In the last analysis, whatever school one comes from, no matter how opulent, no matter how impoverished, students are victims of systems and policies that either blind a group from the realities the masses face or oppress a group entirely to maintain an anomalous distribution of power. More than pursuing a college degree that would help one actualize his or her potentials, the challenge is not to fight for the students who are hindered to attain the same goal but to fight with them.

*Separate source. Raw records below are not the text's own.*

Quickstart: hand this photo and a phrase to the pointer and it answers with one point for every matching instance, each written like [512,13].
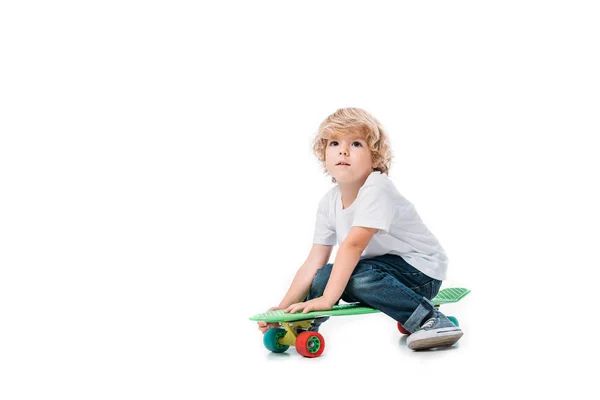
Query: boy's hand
[264,326]
[318,304]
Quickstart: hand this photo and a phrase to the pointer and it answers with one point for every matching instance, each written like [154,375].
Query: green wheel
[271,340]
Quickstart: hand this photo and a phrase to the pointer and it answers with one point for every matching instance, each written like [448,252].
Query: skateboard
[294,327]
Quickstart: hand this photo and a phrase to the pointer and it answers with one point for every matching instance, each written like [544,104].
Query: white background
[157,189]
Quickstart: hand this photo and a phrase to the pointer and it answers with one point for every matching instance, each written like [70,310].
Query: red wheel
[310,344]
[402,330]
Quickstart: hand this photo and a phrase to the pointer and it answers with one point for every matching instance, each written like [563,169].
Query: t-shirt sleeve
[324,229]
[375,209]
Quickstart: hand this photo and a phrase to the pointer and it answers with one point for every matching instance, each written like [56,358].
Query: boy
[387,258]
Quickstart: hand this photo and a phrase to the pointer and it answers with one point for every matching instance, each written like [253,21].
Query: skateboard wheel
[402,330]
[310,344]
[271,340]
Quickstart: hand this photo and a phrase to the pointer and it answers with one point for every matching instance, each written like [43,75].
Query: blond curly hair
[355,120]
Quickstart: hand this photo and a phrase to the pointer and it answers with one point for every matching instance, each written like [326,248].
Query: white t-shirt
[400,229]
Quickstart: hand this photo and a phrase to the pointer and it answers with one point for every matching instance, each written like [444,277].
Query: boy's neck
[349,191]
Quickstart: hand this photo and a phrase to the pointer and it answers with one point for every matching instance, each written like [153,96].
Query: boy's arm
[318,256]
[347,257]
[345,261]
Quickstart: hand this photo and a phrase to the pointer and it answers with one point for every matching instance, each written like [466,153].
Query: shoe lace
[429,323]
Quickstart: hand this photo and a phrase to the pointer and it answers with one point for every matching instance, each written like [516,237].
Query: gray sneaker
[437,331]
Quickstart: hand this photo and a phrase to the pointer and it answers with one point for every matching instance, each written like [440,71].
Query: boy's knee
[363,282]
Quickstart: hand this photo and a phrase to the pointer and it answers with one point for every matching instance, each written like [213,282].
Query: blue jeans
[388,284]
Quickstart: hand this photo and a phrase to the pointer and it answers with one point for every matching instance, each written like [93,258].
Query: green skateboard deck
[445,296]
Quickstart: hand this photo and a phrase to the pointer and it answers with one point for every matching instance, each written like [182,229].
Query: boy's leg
[394,287]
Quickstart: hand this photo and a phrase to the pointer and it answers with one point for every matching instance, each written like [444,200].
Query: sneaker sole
[443,339]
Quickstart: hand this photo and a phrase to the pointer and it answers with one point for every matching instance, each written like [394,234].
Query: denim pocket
[429,289]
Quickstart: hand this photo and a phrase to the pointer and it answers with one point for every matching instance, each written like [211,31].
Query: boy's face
[348,158]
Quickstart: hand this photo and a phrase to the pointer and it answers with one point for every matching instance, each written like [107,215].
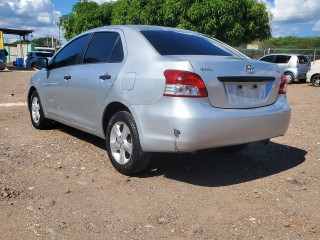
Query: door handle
[67,77]
[105,76]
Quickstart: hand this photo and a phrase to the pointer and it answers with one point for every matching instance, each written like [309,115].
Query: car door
[93,79]
[56,87]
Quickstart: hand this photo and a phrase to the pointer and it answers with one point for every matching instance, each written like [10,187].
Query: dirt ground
[59,183]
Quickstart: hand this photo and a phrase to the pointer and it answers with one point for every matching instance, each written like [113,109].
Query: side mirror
[42,63]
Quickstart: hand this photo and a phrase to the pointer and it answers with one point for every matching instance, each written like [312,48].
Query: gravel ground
[59,183]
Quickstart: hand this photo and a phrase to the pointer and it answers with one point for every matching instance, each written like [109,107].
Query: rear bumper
[185,125]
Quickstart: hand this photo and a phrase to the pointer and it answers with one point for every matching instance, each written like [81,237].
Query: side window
[117,53]
[303,59]
[68,55]
[104,47]
[282,59]
[267,58]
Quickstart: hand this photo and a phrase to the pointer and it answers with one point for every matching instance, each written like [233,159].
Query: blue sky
[289,17]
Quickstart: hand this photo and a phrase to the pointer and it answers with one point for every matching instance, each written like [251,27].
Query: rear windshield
[178,43]
[303,59]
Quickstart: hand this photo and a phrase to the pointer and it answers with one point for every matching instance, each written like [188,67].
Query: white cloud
[316,27]
[290,17]
[101,1]
[37,15]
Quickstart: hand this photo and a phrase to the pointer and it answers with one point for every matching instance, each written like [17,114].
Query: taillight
[283,85]
[181,83]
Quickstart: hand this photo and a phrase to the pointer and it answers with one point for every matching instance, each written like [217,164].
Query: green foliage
[40,42]
[86,15]
[291,42]
[233,21]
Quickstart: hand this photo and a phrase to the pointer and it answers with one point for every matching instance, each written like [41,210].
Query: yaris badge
[250,69]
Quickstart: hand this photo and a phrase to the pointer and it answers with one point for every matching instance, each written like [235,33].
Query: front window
[69,54]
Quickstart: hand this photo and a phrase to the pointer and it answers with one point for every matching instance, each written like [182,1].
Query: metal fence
[313,54]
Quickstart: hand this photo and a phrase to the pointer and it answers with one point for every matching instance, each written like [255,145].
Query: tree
[86,15]
[41,42]
[235,21]
[232,21]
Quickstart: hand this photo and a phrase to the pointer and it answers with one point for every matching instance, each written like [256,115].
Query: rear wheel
[316,80]
[123,144]
[36,112]
[289,77]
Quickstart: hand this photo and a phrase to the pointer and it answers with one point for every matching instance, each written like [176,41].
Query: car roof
[287,54]
[39,52]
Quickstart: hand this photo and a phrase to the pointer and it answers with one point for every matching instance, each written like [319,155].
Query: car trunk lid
[237,82]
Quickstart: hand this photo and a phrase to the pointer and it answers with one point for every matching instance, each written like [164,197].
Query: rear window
[282,59]
[177,43]
[267,58]
[303,59]
[44,54]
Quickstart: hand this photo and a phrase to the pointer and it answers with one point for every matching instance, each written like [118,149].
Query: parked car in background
[313,75]
[151,89]
[293,66]
[2,65]
[32,57]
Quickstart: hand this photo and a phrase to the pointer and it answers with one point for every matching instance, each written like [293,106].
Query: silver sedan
[151,89]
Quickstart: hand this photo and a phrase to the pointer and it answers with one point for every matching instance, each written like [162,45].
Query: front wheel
[123,144]
[36,112]
[316,80]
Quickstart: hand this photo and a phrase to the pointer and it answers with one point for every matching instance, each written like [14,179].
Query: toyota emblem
[250,69]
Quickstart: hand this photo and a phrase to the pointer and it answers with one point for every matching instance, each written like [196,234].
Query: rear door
[56,84]
[93,79]
[304,65]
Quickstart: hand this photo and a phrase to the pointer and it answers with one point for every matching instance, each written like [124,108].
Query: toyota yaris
[151,89]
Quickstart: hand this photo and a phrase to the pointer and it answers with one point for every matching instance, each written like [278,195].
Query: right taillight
[283,85]
[180,83]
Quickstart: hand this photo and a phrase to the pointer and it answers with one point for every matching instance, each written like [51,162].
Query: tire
[234,149]
[123,144]
[36,112]
[289,77]
[316,80]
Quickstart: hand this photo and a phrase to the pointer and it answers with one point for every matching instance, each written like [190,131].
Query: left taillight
[283,85]
[180,83]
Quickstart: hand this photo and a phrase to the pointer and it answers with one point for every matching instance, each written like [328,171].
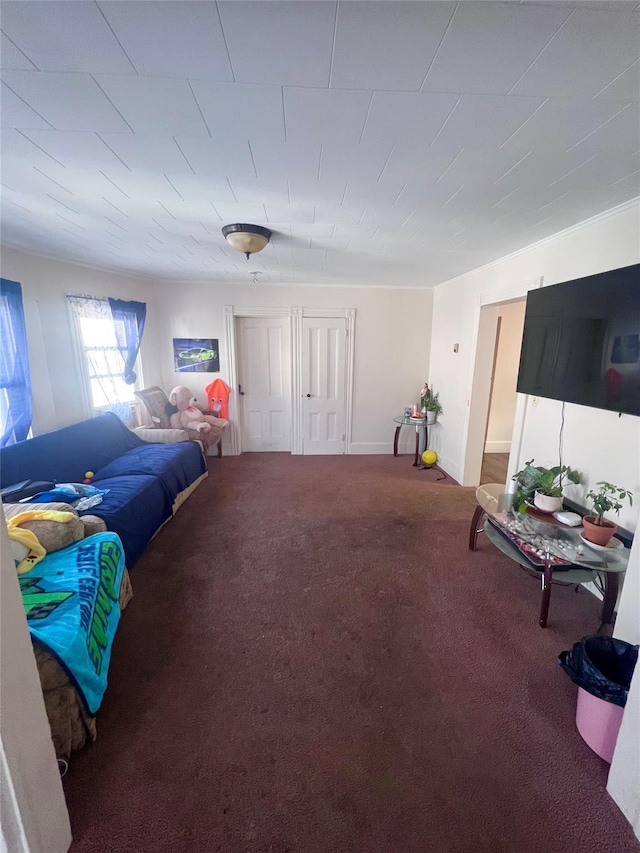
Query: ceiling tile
[66,101]
[407,117]
[239,112]
[155,104]
[288,44]
[11,57]
[324,115]
[146,152]
[212,158]
[171,39]
[624,87]
[387,46]
[562,122]
[567,66]
[383,186]
[287,160]
[489,46]
[63,36]
[486,121]
[15,113]
[74,148]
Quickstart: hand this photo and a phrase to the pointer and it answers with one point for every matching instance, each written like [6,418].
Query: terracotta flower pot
[599,534]
[547,503]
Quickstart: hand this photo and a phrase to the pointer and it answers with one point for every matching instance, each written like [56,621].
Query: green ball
[429,457]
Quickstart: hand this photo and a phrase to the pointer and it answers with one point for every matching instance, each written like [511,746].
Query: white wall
[56,385]
[34,813]
[503,395]
[599,444]
[392,331]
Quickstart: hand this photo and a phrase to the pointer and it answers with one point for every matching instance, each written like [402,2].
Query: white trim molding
[296,315]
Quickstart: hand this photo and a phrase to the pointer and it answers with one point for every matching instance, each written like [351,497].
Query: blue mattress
[176,465]
[143,479]
[134,508]
[143,484]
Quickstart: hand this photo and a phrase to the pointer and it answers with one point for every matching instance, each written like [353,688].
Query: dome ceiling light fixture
[247,239]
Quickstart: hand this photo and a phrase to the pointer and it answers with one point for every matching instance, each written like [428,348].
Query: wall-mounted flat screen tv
[581,342]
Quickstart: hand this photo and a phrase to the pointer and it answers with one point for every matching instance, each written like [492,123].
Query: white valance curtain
[104,357]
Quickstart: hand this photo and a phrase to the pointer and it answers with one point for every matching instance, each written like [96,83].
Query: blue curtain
[15,382]
[128,318]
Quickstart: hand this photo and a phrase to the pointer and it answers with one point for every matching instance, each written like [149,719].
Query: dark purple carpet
[314,662]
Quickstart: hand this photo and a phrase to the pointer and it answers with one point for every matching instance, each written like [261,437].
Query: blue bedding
[143,479]
[177,465]
[135,507]
[65,455]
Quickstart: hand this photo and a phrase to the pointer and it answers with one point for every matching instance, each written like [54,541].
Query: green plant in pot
[597,528]
[430,404]
[542,486]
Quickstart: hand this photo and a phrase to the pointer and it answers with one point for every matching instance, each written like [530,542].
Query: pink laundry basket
[599,723]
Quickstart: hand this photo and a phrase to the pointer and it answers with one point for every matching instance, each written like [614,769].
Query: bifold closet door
[264,376]
[324,349]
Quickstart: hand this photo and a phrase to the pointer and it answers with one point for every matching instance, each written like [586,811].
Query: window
[108,352]
[15,381]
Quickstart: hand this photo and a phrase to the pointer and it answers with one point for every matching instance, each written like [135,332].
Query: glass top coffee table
[557,554]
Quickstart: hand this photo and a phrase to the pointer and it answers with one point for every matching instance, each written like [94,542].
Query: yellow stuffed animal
[35,532]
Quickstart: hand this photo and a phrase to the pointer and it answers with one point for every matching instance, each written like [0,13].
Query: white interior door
[324,348]
[264,377]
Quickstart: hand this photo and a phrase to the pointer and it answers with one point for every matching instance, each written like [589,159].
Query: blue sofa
[146,482]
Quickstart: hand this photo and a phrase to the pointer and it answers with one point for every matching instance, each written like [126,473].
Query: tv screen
[581,342]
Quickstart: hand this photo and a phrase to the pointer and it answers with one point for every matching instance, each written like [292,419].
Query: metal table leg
[395,440]
[546,594]
[610,597]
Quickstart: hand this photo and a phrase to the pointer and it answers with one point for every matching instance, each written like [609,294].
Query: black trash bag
[602,666]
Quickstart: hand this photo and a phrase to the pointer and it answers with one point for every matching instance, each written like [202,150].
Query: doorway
[264,383]
[493,395]
[291,375]
[324,353]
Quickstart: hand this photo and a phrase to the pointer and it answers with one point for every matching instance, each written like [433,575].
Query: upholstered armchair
[159,410]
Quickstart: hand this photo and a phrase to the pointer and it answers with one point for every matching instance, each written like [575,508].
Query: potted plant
[597,528]
[543,486]
[430,404]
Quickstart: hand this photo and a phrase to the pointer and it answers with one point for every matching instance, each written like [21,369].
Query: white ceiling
[385,143]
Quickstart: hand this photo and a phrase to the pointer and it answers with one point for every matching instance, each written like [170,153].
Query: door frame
[468,473]
[295,315]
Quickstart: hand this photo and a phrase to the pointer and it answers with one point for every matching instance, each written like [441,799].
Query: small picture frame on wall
[196,355]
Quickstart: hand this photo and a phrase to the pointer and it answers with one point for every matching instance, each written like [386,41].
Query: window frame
[83,366]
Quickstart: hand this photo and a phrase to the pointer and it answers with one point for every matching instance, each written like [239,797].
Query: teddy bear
[189,415]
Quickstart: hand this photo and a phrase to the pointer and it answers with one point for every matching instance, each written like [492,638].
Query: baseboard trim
[380,448]
[497,447]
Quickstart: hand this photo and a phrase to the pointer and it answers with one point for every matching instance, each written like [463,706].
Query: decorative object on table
[218,398]
[430,403]
[189,415]
[429,458]
[597,528]
[610,548]
[542,486]
[196,355]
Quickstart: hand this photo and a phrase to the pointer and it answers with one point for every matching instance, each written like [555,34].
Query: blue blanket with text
[71,599]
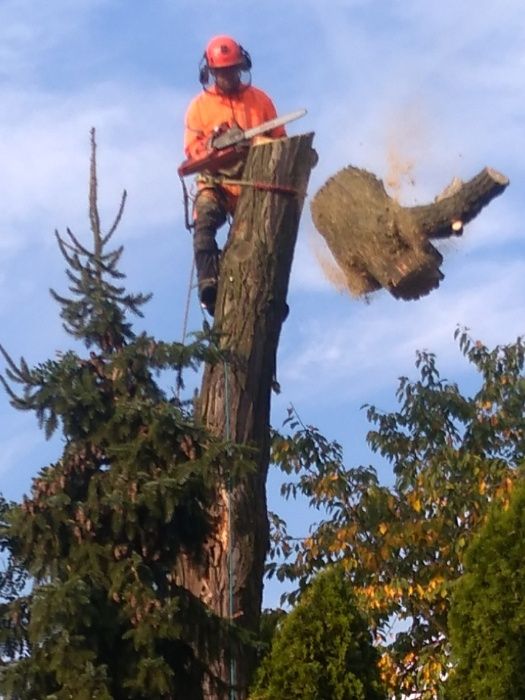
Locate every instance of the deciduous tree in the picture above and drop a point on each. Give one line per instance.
(404, 545)
(323, 649)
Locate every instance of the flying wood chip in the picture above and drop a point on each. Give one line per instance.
(380, 244)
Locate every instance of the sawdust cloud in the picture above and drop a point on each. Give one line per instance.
(405, 144)
(329, 267)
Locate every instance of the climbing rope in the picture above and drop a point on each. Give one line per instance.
(255, 184)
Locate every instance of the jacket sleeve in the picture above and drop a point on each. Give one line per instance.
(195, 137)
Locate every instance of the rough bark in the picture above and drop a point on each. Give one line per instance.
(235, 397)
(380, 244)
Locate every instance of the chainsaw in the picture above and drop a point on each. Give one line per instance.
(229, 144)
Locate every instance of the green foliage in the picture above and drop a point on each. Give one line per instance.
(404, 545)
(91, 606)
(323, 649)
(487, 617)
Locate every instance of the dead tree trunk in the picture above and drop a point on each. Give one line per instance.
(235, 396)
(380, 244)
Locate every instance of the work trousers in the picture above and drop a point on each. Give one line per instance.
(210, 211)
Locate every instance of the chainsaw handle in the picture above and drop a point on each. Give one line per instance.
(231, 137)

That one needs to conduct their graduation ceremony miles and miles away from their own home is in itself symptomatic of how spaces have become unsafe for those who originally owned them. That one needs to shed sweat and blood to experience schooling while others enjoy the same experience with a miniscule amount of effort is a sign that a larger enemy has to be defeated. That a group needs to suffer the consequences of a war that they did not create is a call for help, a call for action, a call for resistance. And we should start listening. (davaotoday.com)
Reil graduated from Ateneo de Davao University (AdDU) with the degree of BS Education in Mathematics. A former editor-in-chief of Atenews, the university’s official student publication, he now teaches mathematics to Grade 11 AdDU Senior High School students as he continues writing short fiction.